93.      Par ailleurs, cette législation et cette jurisprudence sont contraires à la jurisprudence de la Cour mentionnée au point 31 ainsi qu’aux notes en bas de page 11 et 12 des présentes conclusions, dans la mesure où elles ne distinguent pas les prestations de services des livraisons de biens en déterminant de façon concrète, parmi les multiples éléments d’une espèce, quels sont les éléments prédominants et quels sont les éléments accessoires, mais prennent pour point de référence exclusif la présence ou non de matériaux appartenant au constructeur.
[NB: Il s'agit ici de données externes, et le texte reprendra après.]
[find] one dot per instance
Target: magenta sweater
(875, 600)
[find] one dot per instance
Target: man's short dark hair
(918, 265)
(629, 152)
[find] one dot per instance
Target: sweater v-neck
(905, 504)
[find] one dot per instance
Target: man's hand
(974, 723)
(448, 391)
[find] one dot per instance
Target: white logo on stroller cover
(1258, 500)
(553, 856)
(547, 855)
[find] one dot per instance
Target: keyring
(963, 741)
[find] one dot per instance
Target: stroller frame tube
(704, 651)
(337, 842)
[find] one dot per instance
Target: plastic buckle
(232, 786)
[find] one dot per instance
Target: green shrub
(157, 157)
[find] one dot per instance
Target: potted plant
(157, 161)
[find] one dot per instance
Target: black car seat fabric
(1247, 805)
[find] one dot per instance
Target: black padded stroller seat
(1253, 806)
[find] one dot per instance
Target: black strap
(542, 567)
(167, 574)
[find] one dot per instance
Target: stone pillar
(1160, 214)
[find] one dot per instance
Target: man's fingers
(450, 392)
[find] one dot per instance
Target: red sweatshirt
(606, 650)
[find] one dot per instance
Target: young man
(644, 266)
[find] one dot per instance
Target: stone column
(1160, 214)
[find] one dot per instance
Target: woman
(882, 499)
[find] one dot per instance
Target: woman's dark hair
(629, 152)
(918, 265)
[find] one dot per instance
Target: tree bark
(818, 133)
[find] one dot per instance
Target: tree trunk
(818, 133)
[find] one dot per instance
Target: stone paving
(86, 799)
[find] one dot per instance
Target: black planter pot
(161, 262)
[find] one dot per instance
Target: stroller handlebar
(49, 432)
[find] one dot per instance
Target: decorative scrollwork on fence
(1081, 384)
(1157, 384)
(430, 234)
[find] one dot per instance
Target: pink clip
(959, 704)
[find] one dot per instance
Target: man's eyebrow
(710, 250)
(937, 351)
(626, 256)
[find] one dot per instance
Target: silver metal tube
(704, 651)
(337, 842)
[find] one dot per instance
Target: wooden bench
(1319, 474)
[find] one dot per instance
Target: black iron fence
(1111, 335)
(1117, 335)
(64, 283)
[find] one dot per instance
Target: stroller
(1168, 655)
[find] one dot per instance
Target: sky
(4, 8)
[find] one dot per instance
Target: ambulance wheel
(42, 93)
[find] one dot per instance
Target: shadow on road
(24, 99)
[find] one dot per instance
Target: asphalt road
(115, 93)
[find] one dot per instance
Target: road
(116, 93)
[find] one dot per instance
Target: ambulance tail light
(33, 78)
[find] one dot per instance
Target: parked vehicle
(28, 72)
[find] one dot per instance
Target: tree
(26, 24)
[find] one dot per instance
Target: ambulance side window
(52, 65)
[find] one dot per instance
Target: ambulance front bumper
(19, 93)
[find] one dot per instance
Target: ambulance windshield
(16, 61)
94.      En particulier, bien que le législateur national puisse indiquer aux juridictions les critères à utiliser pour distinguer les livraisons de biens des prestations de services, il ne saurait leur en imposer un seul, et cette distinction ne saurait non plus résulter automatiquement de la présence ou non d’un élément spécifique unique, sans qu’aucun autre aspect de l’espèce ne soit examiné.

95.      Par conséquent, dans l’affaire au principal, affirmer que les travaux de construction sont des prestations de services ne revient pas à compromettre l’effet utile de la décision 2004/290, dès lors que ces travaux incluent toutes les activités de construction qui se concluent par la délivrance d’un bâtiment et présentent les caractéristiques décrites ci-dessus, et donc toute opération complexe, comme celle de l’espèce (47), pour laquelle un problème de fraude fiscale est susceptible de se poser (48).
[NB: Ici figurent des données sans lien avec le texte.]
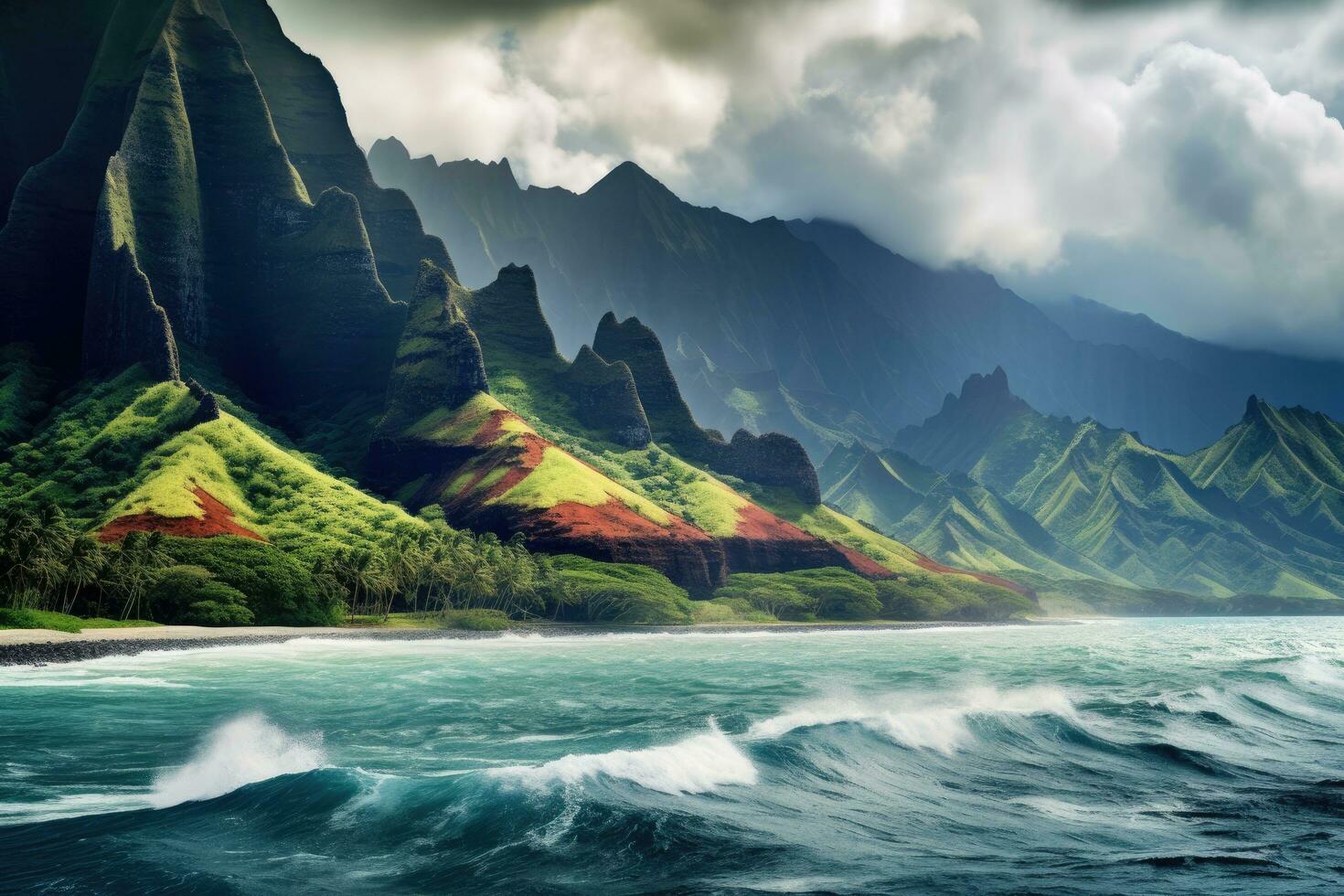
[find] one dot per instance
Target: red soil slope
(933, 566)
(217, 520)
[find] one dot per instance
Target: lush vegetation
(837, 594)
(12, 618)
(1260, 511)
(620, 594)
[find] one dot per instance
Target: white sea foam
(1316, 673)
(70, 806)
(698, 764)
(923, 721)
(45, 677)
(240, 752)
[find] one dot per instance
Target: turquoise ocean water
(1138, 756)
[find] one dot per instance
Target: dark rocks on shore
(58, 652)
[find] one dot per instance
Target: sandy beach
(42, 646)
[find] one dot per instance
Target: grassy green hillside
(1254, 513)
(132, 446)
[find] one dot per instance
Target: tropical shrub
(191, 595)
(620, 594)
(279, 589)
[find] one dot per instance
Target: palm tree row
(438, 569)
(46, 563)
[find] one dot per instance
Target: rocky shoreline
(78, 647)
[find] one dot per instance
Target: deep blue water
(1147, 756)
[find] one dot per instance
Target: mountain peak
(1252, 407)
(992, 387)
(629, 177)
(390, 148)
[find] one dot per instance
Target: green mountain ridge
(1257, 512)
(809, 328)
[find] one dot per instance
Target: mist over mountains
(814, 329)
(220, 321)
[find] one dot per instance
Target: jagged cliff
(1255, 512)
(266, 272)
(769, 460)
(208, 217)
(605, 400)
(859, 338)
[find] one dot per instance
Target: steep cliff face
(606, 400)
(274, 283)
(311, 123)
(768, 460)
(46, 240)
(125, 325)
(438, 361)
(640, 349)
(1255, 512)
(732, 300)
(862, 340)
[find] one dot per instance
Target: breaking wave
(240, 752)
(921, 721)
(698, 764)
96.      Au contraire, un problème de fraude fiscale apparaîtrait si l’on suivait la thèse du gouvernement allemand et de la Commission, qui réduirait le champ d’application de cette dérogation.

97.      En effet, l’article 199 de la directive 2006/112, qui régit désormais le mécanisme de l’autoliquidation, prévoit expressément que ce système s’applique à des opérations du secteur de la construction en relation avec des biens immeubles, qui sont mises sur le même plan que la délivrance de travaux immobiliers assimilée à une livraison de biens en vertu de l’article 14, paragraphe 3, de ladite directive (ancien article 5, paragraphe 5, de la directive 77/388).
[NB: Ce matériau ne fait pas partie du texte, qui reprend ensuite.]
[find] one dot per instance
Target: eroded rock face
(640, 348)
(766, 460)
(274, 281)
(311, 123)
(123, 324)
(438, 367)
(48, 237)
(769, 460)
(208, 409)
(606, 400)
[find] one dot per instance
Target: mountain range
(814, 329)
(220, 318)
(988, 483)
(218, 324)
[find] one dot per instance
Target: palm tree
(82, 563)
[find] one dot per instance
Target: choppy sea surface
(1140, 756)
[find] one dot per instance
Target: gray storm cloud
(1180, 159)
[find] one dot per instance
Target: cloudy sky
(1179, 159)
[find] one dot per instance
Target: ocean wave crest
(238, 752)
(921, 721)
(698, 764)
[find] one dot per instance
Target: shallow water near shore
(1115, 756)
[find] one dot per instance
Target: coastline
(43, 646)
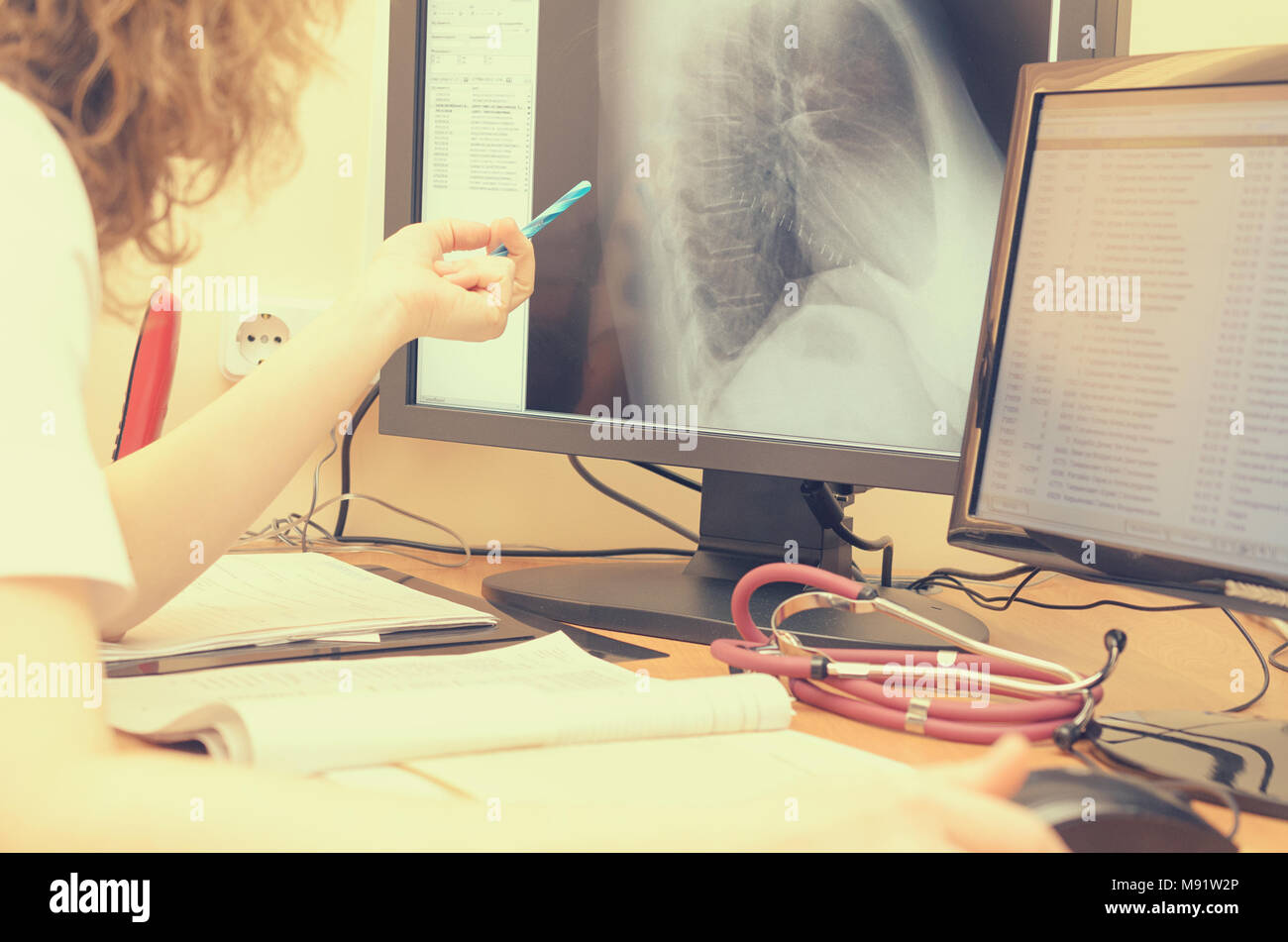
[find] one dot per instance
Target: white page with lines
(271, 597)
98.      Il s’ensuit que, puisqu’il s’agit d’un indice clair de ce que lesdites opérations sont des prestations de services, ainsi que cela a déjà été indiqué au point 72 des présentes conclusions, si les constructions de bâtiments et autres opérations similaires étaient qualifiées de livraisons de biens en Allemagne, elles ne pourraient plus aujourd’hui bénéficier du régime de l’autoliquidation et l’objectif de lutte contre l’évasion fiscale serait compromis (49).

99.      Eu égard aux considérations exposées, je propose à la Cour de répondre à la première question comme suit:

–        la notion de travaux de construction, telle qu’entendue à l’article 2, point 1, de la décision 2004/290 comprend les seules prestations de services, en particulier parce que l’organisation d’entreprise et le travail prévalent sur l’élément de la fourniture de matériaux;

–        pour apprécier si une opération est un travail de construction, et donc une prestation de services, ou s’il s’agit d’une livraison de biens, la juridiction concernée doit avoir recours à tous les éléments du cas d’espèce;

–        le droit de l’Union fait obstacle à une législation et à une jurisprudence nationales qui accordent une importance exclusive, aux fins de la distinction en question, à un seul élément, en l’occurrence au fait que le constructeur a fourni des matériaux lui appartenant, et qui font découler automatiquement de la présence dudit élément la distinction entre prestations de services et livraisons de biens;

–        le législateur national peut certes indiquer aux juridictions les critères à suivre pour distinguer les livraisons de biens des prestations de services, mais il ne saurait limiter le pouvoir qu’ont celles-ci de distinguer les livraisons de biens et les prestations de services en analysant concrètement tous les aspects du cas d’espèce.

100. La réponse donnée à la première question préjudicielle rend inutile l’examen des deuxième, troisième et quatrième questions, puisque la juridiction de renvoi a demandé que ces dernières ne soient prises en considération que dans l’éventualité où les travaux de construction comprendraient les livraisons de biens.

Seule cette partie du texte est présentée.